We can use the law of total probability to find P(H|S):

P(H|S) = P(H and S) / P(S)
= P(S|H) * P(H) / P(S)

where P(S|H) and P(H) are given, and we can find P(S) using the law of total probability:

P(S) = P(S and H) + P(S and not H)
= P(S|H) * P(H) + P(S|not H) * P(not H)

where P(S|not H) is the probability of being a smoker given that the employee does not use the health insurance plan, and P(not H) is the probability of not using the health insurance plan. We can find these probabilities using the given information:

P(S|not H) = 0.1 (probability of being a smoker given that the employee does not use the health insurance plan)
P(not H) = 0.3 (probability of not using the health insurance plan)

Therefore,

P(S) = P(S|H) * P(H) + P(S|not H) * P(not H)
= 0.4 * 0.7 + 0.1 * 0.3
= 0.31

Now we can substitute the values we have found into Bayes' theorem:

P(S|H) = P(H|S) * P(S) / P(H)
= (P(S|H) * P(H)) / (P(S|H) * P(H) + P(S|not H) * P(not H))
= (0.4 * 0.7) / (0.4 * 0.7 + 0.1 * 0.3)
= 0.824

Therefore, the probability that an employee is a smoker given that he/she uses the health insurance plan is 0.824, or approximately 82.4%.







## Q2 What is the difference between Bernoulli Naive Bayes and Multinomial Naive Bayes?

Bernoulli Naive Bayes and Multinomial Naive Bayes are two variants of the Naive Bayes algorithm used for classification tasks.

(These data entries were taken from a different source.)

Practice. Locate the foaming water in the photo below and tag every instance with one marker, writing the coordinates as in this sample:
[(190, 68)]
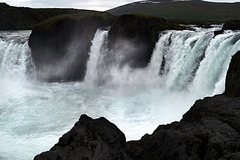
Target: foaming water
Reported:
[(185, 66)]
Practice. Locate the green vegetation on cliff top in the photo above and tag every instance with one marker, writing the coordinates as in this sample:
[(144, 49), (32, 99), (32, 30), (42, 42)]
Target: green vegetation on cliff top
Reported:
[(185, 11), (20, 18)]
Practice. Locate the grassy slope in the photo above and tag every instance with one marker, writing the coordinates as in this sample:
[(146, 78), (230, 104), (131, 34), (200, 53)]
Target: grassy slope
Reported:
[(193, 11), (13, 18)]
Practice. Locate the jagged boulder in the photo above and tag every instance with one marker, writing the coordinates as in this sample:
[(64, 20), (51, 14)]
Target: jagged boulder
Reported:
[(232, 87), (89, 139), (60, 45)]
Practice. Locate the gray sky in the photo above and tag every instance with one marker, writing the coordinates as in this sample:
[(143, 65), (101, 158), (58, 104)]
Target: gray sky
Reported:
[(100, 5)]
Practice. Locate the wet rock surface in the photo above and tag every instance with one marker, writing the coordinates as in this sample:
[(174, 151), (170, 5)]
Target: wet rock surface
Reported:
[(89, 139)]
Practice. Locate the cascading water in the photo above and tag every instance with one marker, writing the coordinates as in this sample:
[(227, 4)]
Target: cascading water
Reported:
[(185, 65)]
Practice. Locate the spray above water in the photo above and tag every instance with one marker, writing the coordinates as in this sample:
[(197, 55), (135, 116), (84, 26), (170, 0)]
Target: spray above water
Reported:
[(185, 65)]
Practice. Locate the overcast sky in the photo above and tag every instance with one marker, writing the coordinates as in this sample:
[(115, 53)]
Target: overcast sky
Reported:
[(100, 5)]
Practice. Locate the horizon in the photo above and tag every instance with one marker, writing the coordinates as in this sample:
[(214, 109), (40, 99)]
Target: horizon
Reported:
[(89, 5)]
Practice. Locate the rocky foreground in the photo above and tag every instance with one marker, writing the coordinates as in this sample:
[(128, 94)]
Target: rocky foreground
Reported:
[(210, 130)]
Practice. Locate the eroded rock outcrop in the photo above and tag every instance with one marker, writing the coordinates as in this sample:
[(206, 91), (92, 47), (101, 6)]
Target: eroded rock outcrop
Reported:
[(60, 46), (233, 77), (136, 36), (89, 139)]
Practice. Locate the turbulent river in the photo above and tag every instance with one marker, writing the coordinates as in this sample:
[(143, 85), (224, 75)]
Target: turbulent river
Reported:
[(185, 66)]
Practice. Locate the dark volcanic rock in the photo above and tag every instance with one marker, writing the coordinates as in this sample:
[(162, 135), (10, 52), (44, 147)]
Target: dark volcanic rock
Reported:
[(209, 130), (136, 36), (232, 25), (233, 77), (89, 139), (60, 46)]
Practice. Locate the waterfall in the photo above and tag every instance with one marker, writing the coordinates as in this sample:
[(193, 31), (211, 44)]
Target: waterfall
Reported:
[(185, 66), (182, 60), (194, 60), (96, 56), (15, 56)]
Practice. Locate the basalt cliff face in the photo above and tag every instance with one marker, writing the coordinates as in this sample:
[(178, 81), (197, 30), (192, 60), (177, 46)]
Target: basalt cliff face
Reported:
[(60, 46), (210, 130)]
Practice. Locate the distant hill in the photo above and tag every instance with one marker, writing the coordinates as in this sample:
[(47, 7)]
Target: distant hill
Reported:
[(183, 10), (19, 18)]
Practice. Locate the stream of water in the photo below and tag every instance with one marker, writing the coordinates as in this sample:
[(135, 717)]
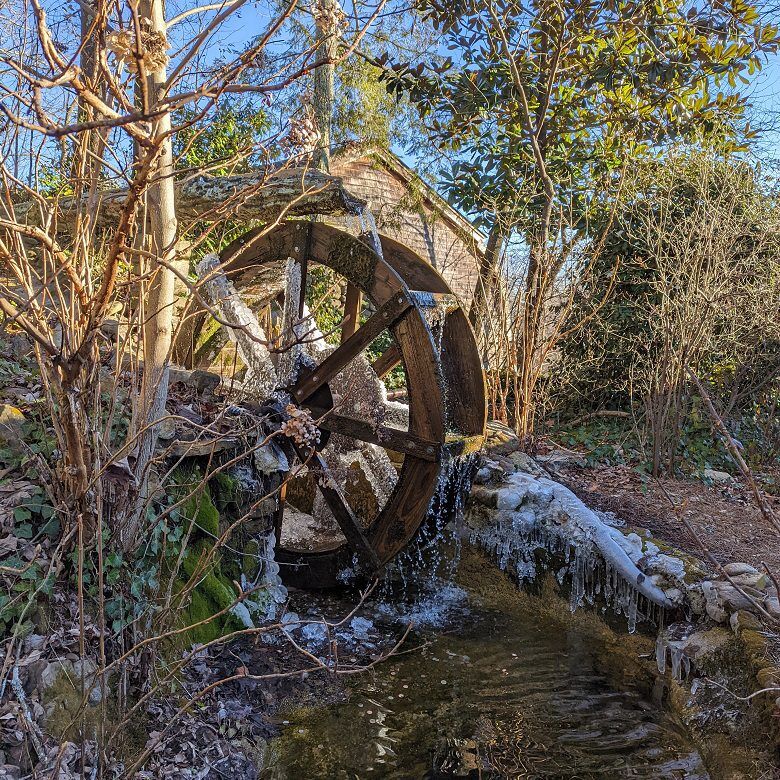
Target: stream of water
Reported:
[(498, 693)]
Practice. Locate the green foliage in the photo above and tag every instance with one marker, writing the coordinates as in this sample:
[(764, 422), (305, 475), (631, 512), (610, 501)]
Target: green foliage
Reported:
[(224, 142), (623, 287), (603, 81)]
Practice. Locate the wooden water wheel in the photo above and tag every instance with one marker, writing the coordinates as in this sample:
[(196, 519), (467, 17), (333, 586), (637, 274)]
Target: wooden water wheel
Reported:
[(407, 305)]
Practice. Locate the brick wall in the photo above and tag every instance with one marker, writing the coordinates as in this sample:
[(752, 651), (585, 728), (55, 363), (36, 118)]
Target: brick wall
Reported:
[(414, 222)]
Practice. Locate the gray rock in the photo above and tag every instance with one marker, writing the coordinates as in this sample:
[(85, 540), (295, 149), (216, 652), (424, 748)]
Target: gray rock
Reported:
[(718, 477), (737, 569)]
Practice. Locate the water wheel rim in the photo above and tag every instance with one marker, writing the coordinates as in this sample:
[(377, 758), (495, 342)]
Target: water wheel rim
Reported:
[(398, 520)]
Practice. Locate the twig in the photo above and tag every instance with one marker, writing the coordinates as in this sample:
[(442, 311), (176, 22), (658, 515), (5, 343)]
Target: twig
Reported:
[(35, 737), (717, 420)]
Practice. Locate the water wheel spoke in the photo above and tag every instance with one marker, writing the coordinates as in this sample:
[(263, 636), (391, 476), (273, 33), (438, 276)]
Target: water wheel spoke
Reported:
[(348, 521), (382, 318), (389, 438), (387, 361), (352, 306)]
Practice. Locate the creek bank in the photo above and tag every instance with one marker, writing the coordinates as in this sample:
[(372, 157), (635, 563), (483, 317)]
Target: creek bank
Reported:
[(711, 644)]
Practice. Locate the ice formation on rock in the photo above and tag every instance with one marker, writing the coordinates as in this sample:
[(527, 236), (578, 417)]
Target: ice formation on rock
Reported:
[(357, 391), (244, 330), (532, 514)]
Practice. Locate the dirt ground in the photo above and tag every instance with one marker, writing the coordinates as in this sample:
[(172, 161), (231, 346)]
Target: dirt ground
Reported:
[(724, 517)]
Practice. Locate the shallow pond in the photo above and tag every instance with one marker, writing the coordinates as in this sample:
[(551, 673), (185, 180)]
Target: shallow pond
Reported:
[(496, 694)]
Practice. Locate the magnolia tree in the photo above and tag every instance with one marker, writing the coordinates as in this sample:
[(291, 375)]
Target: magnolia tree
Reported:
[(539, 105)]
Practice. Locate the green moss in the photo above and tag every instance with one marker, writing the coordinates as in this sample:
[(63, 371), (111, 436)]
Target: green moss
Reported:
[(200, 609), (201, 511), (226, 490), (213, 593)]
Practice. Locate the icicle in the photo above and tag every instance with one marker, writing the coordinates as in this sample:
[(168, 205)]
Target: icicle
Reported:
[(660, 653), (246, 333), (291, 334)]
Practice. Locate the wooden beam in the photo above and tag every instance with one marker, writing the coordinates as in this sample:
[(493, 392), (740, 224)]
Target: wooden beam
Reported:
[(352, 306), (348, 521), (390, 438), (387, 361), (382, 318)]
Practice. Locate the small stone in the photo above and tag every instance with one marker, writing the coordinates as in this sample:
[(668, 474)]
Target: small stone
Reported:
[(718, 477), (11, 423), (736, 569), (485, 496), (509, 499), (167, 429), (769, 677)]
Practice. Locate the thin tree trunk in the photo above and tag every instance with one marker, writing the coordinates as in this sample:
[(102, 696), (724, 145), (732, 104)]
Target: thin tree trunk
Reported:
[(488, 273), (160, 297), (324, 82)]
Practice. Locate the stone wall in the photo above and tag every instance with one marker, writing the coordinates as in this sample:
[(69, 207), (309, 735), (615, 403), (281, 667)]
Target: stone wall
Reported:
[(405, 212)]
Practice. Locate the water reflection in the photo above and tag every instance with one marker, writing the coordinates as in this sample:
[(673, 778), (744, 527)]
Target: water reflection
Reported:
[(504, 696)]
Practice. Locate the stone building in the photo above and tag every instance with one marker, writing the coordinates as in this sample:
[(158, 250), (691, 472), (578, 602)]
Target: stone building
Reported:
[(411, 213)]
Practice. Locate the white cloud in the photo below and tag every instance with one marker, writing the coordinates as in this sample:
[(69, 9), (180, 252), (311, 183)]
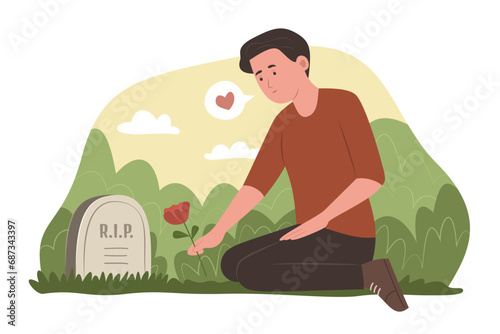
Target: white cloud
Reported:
[(144, 123), (238, 150)]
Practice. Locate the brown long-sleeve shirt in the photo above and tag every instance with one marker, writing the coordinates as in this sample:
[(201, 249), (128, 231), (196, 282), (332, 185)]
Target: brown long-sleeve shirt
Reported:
[(323, 154)]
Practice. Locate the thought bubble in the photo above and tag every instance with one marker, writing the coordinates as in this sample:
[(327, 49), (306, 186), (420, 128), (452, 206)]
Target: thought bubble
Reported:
[(225, 100)]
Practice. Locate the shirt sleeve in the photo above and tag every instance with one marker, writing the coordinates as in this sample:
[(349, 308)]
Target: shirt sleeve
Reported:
[(268, 164), (360, 141)]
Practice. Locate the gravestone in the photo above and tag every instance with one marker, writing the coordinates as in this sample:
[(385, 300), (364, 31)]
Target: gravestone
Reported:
[(110, 235)]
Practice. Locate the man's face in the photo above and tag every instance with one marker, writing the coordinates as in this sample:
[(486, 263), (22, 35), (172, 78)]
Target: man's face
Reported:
[(278, 76)]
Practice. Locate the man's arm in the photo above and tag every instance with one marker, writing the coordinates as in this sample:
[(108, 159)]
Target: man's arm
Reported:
[(246, 198), (368, 170)]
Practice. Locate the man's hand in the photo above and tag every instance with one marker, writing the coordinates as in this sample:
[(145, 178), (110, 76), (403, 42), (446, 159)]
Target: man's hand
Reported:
[(312, 225), (209, 240)]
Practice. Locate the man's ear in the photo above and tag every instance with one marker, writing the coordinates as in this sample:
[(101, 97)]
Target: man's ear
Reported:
[(303, 62)]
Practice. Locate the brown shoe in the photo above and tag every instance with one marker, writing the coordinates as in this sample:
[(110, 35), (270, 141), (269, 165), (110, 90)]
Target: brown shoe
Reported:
[(379, 277)]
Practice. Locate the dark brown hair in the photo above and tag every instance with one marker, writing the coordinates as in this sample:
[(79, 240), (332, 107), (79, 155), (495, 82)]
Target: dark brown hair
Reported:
[(290, 43)]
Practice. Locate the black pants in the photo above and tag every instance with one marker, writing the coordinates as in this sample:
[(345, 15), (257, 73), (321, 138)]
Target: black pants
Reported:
[(324, 260)]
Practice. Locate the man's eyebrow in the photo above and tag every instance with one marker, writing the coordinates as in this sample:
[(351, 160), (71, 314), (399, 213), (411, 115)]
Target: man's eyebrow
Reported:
[(259, 71)]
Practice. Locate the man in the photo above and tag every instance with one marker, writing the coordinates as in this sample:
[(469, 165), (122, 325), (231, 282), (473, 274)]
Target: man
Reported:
[(325, 141)]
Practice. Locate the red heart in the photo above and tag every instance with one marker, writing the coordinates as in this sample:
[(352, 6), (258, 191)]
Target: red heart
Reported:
[(225, 102)]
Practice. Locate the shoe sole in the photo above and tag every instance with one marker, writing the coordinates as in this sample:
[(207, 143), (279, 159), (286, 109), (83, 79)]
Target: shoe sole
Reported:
[(396, 284)]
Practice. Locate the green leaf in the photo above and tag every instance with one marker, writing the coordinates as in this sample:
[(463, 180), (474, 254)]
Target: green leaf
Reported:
[(194, 230), (179, 234)]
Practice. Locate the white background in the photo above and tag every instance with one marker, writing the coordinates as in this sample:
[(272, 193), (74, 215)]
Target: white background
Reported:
[(430, 57)]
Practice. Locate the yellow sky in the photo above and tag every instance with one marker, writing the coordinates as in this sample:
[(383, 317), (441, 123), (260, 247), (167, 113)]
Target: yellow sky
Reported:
[(179, 158)]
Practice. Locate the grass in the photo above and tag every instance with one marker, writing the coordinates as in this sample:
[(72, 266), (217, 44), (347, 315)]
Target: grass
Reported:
[(160, 283)]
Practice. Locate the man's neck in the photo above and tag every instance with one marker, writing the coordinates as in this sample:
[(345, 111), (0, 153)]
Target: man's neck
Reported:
[(306, 99)]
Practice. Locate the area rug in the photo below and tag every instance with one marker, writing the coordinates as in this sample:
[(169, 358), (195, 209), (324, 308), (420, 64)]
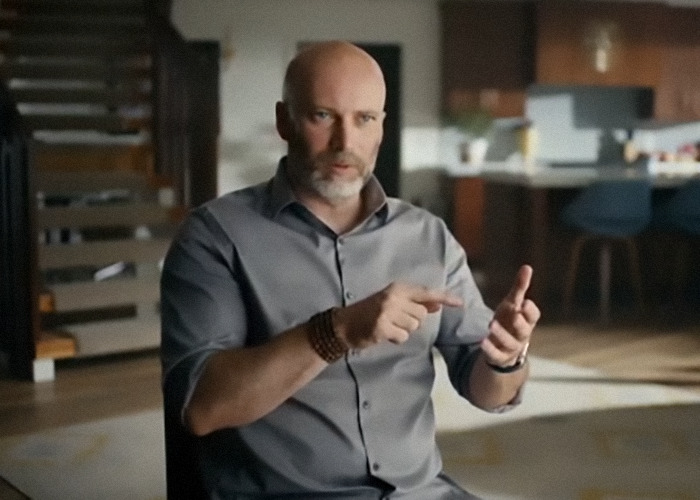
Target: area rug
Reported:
[(578, 435)]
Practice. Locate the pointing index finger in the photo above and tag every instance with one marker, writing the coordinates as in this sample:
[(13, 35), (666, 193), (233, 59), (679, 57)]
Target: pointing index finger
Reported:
[(520, 286), (433, 299)]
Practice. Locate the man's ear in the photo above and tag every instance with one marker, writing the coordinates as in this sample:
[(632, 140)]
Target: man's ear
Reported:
[(283, 122)]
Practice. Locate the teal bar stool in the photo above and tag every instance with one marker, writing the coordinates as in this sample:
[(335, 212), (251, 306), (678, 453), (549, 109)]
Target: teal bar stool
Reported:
[(678, 216), (607, 213)]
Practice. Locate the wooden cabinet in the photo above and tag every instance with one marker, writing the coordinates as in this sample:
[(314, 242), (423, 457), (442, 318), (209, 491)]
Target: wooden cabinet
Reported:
[(487, 55), (468, 215), (599, 43), (677, 95)]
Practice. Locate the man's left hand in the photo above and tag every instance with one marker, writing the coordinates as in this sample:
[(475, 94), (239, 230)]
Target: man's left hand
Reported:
[(512, 323)]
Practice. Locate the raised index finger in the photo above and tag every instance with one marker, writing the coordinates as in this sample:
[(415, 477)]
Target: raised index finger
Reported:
[(516, 295)]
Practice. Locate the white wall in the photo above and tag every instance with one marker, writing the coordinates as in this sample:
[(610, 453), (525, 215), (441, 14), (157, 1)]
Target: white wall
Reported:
[(263, 35)]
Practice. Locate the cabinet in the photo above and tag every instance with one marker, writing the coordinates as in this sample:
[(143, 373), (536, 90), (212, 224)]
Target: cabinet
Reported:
[(487, 55), (677, 95), (487, 63), (599, 43)]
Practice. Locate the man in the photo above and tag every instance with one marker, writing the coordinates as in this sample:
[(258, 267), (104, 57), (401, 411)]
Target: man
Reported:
[(299, 315)]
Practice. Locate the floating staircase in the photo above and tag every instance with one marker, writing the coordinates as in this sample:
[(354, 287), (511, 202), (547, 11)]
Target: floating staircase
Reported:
[(80, 72)]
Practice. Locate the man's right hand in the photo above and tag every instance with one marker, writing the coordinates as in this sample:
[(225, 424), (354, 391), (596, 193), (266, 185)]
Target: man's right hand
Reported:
[(391, 314)]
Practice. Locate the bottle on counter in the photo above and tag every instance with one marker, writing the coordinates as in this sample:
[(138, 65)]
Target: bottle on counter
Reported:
[(630, 153)]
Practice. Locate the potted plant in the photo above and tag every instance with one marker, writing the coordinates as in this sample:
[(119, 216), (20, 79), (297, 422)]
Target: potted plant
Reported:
[(475, 124)]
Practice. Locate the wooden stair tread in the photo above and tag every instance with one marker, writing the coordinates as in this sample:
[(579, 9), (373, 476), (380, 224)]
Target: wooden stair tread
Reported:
[(108, 215), (68, 23), (99, 294), (54, 345), (70, 183), (85, 70), (63, 46), (133, 94), (100, 157), (58, 6), (102, 253), (121, 335), (108, 122)]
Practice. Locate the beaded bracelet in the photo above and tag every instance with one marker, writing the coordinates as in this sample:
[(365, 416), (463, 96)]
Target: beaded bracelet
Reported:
[(323, 338)]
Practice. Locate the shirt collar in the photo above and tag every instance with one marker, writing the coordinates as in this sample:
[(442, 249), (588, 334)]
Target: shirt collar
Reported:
[(282, 196)]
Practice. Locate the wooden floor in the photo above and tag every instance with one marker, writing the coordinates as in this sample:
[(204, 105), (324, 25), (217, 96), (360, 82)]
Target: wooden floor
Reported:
[(663, 347)]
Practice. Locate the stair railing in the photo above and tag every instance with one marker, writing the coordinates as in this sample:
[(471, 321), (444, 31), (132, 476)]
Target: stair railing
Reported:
[(19, 316), (185, 109)]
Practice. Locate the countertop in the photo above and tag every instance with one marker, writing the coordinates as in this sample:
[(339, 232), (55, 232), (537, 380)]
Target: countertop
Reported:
[(545, 175)]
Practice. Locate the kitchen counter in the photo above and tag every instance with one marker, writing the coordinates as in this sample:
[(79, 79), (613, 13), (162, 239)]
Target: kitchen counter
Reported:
[(505, 214), (543, 175)]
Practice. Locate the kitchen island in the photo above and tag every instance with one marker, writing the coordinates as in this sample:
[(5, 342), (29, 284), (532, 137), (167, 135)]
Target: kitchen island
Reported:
[(514, 220)]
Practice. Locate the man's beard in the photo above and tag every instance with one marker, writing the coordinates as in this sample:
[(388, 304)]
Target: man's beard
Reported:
[(315, 175)]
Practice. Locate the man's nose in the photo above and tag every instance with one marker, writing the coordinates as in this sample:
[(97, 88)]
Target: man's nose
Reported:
[(342, 135)]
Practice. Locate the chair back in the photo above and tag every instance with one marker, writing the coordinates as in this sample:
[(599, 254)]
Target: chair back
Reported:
[(682, 210), (617, 208)]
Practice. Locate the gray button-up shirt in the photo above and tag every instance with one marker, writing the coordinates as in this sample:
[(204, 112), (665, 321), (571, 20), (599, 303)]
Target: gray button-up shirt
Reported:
[(254, 263)]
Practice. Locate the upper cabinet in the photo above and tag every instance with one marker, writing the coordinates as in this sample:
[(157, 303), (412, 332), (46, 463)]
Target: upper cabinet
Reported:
[(493, 50), (677, 96), (599, 43), (487, 55)]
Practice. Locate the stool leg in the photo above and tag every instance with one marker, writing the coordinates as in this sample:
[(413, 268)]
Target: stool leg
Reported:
[(604, 274), (635, 268), (571, 275)]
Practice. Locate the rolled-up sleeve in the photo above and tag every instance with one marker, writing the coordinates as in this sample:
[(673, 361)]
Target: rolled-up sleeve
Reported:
[(201, 306)]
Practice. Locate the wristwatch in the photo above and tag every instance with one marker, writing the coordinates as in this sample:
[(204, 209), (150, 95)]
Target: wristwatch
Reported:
[(519, 362)]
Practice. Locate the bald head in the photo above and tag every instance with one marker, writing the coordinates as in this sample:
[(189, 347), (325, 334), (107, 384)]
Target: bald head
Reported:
[(323, 60)]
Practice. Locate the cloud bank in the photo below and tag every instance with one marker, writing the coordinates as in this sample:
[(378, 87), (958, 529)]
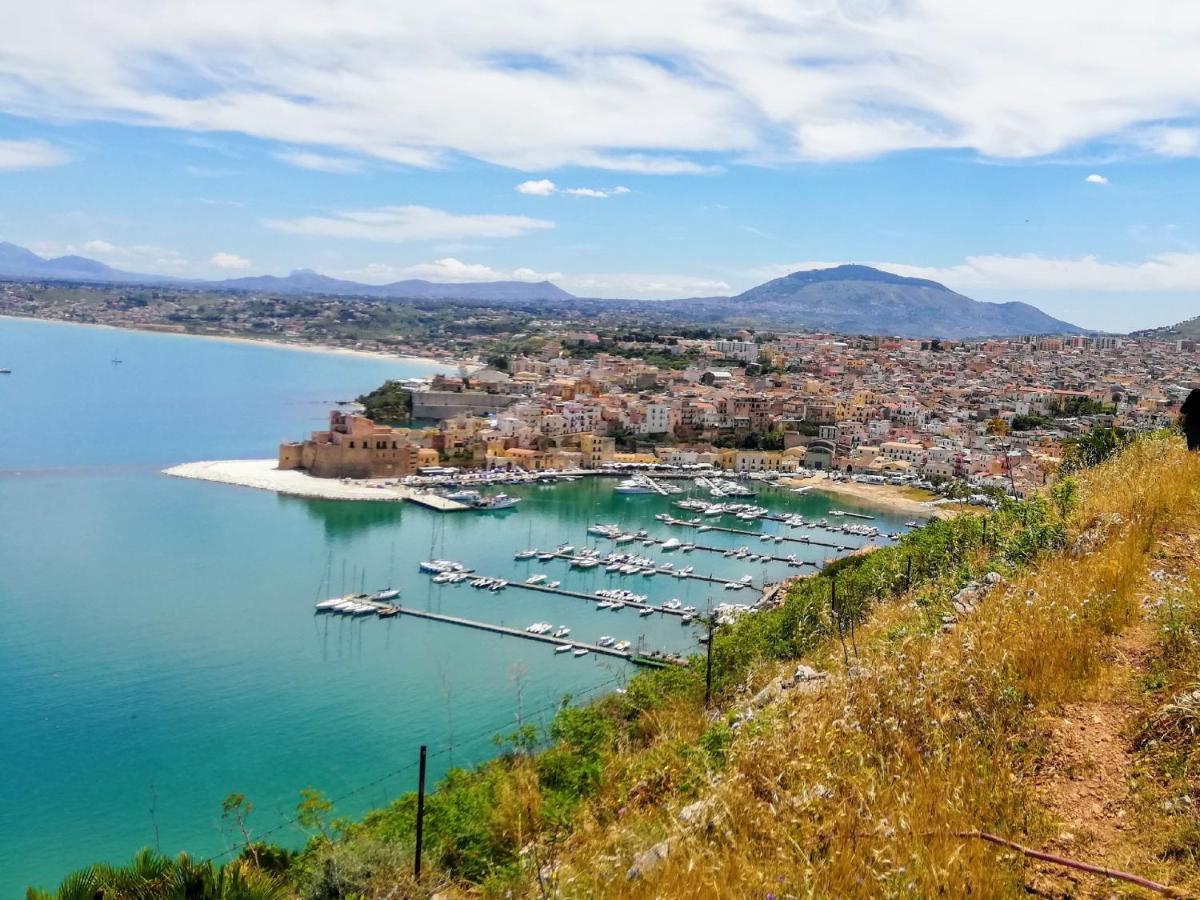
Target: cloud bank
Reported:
[(622, 85)]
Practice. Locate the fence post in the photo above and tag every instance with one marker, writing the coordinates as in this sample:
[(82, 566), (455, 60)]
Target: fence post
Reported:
[(708, 663), (420, 816)]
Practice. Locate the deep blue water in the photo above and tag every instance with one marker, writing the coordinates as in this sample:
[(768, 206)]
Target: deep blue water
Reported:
[(157, 643)]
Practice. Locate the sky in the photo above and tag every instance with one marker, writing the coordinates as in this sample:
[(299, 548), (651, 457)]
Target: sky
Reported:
[(1047, 153)]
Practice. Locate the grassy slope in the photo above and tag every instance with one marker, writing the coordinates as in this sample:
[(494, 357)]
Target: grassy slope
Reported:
[(858, 790), (1056, 712)]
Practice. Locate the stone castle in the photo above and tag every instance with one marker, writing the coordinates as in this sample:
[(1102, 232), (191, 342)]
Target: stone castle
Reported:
[(354, 447)]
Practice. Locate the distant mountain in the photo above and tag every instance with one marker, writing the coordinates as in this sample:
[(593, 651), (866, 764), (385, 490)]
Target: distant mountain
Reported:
[(24, 264), (306, 281), (1186, 330), (21, 264), (858, 299)]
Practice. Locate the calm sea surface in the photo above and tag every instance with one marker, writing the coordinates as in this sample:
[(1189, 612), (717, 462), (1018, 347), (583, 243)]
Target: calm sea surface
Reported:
[(157, 643)]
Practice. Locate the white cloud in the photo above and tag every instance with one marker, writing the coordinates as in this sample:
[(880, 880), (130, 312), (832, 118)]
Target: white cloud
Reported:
[(601, 192), (321, 162), (1162, 273), (30, 155), (622, 85), (1169, 141), (409, 223), (229, 261), (543, 187), (641, 285), (447, 269)]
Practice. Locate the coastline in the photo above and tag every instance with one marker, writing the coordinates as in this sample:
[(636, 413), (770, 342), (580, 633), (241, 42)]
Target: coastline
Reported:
[(264, 475), (888, 497), (328, 349)]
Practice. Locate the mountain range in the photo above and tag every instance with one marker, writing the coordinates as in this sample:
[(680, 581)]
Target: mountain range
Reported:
[(850, 299), (858, 299)]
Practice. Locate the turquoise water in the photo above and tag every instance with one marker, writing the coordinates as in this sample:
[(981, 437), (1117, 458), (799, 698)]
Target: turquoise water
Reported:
[(157, 645)]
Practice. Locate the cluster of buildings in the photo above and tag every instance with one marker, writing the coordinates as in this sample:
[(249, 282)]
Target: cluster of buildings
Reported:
[(894, 409)]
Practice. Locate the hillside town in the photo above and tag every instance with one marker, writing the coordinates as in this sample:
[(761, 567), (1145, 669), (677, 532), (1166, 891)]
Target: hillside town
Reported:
[(904, 412)]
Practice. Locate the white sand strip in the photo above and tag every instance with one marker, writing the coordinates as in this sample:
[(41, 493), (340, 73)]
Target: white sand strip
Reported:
[(265, 475)]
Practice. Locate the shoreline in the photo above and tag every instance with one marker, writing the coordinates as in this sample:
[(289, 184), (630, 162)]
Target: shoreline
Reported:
[(327, 349), (265, 475), (888, 497)]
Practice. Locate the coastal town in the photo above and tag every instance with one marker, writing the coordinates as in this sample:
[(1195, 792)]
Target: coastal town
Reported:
[(901, 412)]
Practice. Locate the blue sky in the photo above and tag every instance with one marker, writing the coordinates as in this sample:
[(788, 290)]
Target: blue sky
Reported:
[(624, 149)]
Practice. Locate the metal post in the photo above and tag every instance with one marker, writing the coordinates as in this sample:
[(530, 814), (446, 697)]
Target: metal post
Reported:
[(708, 663), (420, 816)]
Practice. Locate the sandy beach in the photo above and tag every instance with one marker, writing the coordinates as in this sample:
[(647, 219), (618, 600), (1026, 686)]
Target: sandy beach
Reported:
[(263, 475), (445, 364), (891, 497)]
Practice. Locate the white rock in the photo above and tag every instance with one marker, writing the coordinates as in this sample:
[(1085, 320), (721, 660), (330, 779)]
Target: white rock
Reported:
[(648, 861)]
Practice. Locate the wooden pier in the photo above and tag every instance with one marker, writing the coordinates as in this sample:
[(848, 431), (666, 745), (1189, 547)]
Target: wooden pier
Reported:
[(809, 541), (388, 610), (664, 570), (436, 502), (723, 551)]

The main difference between them lies in the type of data they are best suited for.

Bernoulli Naive Bayes is used for binary data, where each feature can take on only two possible values (0 or 1). This makes it ideal for text classification tasks, where each feature represents the presence or absence of a specific word in a document. It assumes that the features are conditionally independent given the class, and the probability distribution of each feature is a Bernoulli distribution.

On the other hand, Multinomial Naive Bayes is used for discrete count data, where each feature represents the frequency of a word or term in a document. This makes it well-suited for text classification tasks where the features are counts or frequencies of words. It assumes that the features are conditionally independent given the class, and the probability distribution of each feature is a multinomial distribution.

In summary, Bernoulli Naive Bayes is used for binary data, while Multinomial Naive Bayes is used for discrete count data.







## Q3. How does Bernoulli Naive Bayes handle missing values?

In Bernoulli Naive Bayes, missing values are typically handled by ignoring them during the probability calculations. This is because the Bernoulli distribution assumes that the features are binary, taking on values of either 0 or 1. Thus, a missing value can be thought of as an absence of evidence, and it is not included in the calculation of probabilities.

For example, if a feature has values of 1, 0, 1, and missing, the probability of this feature being 1 would be calculated based on the 1s and 0s only. The missing value is not included in the calculation.

However, some implementations of Bernoulli Naive Bayes may require that missing values be replaced with a default value, such as 0 or 1, in order to compute probabilities. In this case, the choice of default value may have an impact on the classification results and should be carefully considered.

## Q4. Can Gaussian Naive Bayes be used for multi-class classification?

Yes, Gaussian Naive Bayes can be used for multi-class classification. In this case, the model learns the parameters of the Gaussian distribution for each class and then predicts the class with the highest probability based on the input features. The decision boundary for multi-class classification in Gaussian Naive Bayes is typically linear, which means that the classes are separated by hyperplanes. If the classes are not linearly separable, other classifiers such as SVM or decision trees may be more appropriate.